Bagikan:

JAKARTA - Panglima TNI Jenderal Andika Perkasa terus memantau perkembangan kasus tabrakan di Nagreg hingga menewaskan dua orang yang melibatkan 3 anggota TNI AD. Kesemuanya segera ditetapkan jadi tersangka dan bahkan bisa saja dihukum mati.

Tiga anggota TNI AD yang terlibat tabrakan di Nagreg memiliki peran yang berbeda-beda. Mereka adalah Kolonel P, Koptu DA, dan Sertu SA. Ketiganya diduga menggunakan mobil berpelat nomor B-300-Q yang dikemudikan Koptu DA saat insiden tabrakan.

Mobil berjenis Isuzu Panther berwarna hitam itu milik Kolonel P. Kecelakaan ini terjadi di Jalan Raya Nagreg di area sekitar SPBU Ciaro, Kecamatan Nagreg, Kabupaten Bandung, Jawa Barat, pada Rabu, 8 Desember.

Setelah peristiwa tersebut, para korban dibawa oleh mereka bertiga lalu hilang secara misterius. 11 Desember, dua jenazah korban itu ditemukan di aliran Sungai Serayu yang ada di Jawa Tengah. Setelah ditemukan, jenazah para korban dikembalikan ke keluarga dan dimakamkan.

"Hari ini, penyidik dari AD dan TNI akan menetapkan mereka sebagai tersangka," kata Andika Perkasa di Kantor Kementerian Komunikasi dan Informatika (Kemenkominfo), Jakarta, Selasa 28 Desember.

Andika bilang, dalam pemeriksaan awal Kolonel P terdeteksi terus melakukan kebohongan. Namun penyidik tak putus asa. Kebohongan Kolonel P terbongkar setelah seluruh pelaku dikonfrontasi.

"Tapi kita konfirmasi dari 2 saksi lainnya mulai keliatan," sambung mantan KSAD ini.

Kolonel P kini ditahan di penjara militer tercanggih milik TNI AD. Lalu ada di Bogor dan DA itu ada di Cijantung.
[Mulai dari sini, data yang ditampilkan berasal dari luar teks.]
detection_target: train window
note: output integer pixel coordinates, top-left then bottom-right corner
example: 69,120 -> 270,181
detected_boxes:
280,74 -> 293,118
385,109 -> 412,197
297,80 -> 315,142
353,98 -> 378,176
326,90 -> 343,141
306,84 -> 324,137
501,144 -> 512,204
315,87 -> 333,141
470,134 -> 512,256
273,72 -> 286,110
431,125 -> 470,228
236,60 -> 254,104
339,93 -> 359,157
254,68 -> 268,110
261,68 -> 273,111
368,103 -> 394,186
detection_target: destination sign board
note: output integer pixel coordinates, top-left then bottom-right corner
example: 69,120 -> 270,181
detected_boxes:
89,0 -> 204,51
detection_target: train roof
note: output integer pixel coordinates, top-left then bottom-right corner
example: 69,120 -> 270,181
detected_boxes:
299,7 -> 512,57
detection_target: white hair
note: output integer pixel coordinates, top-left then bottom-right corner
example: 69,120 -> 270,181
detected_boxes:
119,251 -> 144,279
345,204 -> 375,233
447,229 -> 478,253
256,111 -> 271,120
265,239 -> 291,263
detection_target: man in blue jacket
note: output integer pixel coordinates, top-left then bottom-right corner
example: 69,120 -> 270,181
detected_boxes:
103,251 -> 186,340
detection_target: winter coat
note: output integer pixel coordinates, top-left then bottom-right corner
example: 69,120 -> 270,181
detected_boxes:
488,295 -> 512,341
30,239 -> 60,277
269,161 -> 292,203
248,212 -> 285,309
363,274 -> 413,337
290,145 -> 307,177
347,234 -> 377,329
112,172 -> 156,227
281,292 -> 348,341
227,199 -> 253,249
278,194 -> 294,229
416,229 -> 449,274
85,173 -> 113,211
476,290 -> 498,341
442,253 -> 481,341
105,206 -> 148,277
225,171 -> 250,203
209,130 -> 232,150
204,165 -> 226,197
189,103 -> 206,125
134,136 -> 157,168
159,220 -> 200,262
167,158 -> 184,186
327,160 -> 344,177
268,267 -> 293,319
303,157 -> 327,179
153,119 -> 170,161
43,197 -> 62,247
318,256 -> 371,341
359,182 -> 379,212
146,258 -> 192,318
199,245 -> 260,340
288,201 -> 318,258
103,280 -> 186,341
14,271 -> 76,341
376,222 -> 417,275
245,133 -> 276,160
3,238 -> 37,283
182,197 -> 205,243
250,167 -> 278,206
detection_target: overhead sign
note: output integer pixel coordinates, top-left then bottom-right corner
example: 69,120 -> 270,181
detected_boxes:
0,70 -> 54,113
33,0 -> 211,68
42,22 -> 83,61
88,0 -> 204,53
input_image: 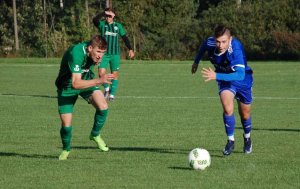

"Kita pusatkan tapi tidak kita satukan sehingga bisa kita lakukan konfirmasi," kata dia.

Andika menjanjikan kalau ketiga pelaku ini akan dituntut hukuman maksimal seumur hidup. Meski sebenarnya Pasal 340 Kitab Undang-Undang Hukum Pidana (KUHP) memperbolehkan mereka dihukum mati.

Pasal 340 Kitab Undang-Undang Hukum Pidana (KUHP) berbunyi"Barangsiapa dengan sengaja dan dengan direncanakan lebih dahulu menghilangkan nyawa orang lain, dihukum karena pembunuhan direncanakan (moord), dengan hukuman mati atau penjara seumur hidup atau penjara sementara selama-lamanya dua puluh tahun".

"Saya terus kumpulkan semua tim penyidik maupun auditor kita akan lakukan tuntutan maksimal, seumur hidup meskipun sebenarnya Pasal 340 ini memungkinkan hukuman mati, tetapi kita ingin sampai seumur hidup," tandasnya.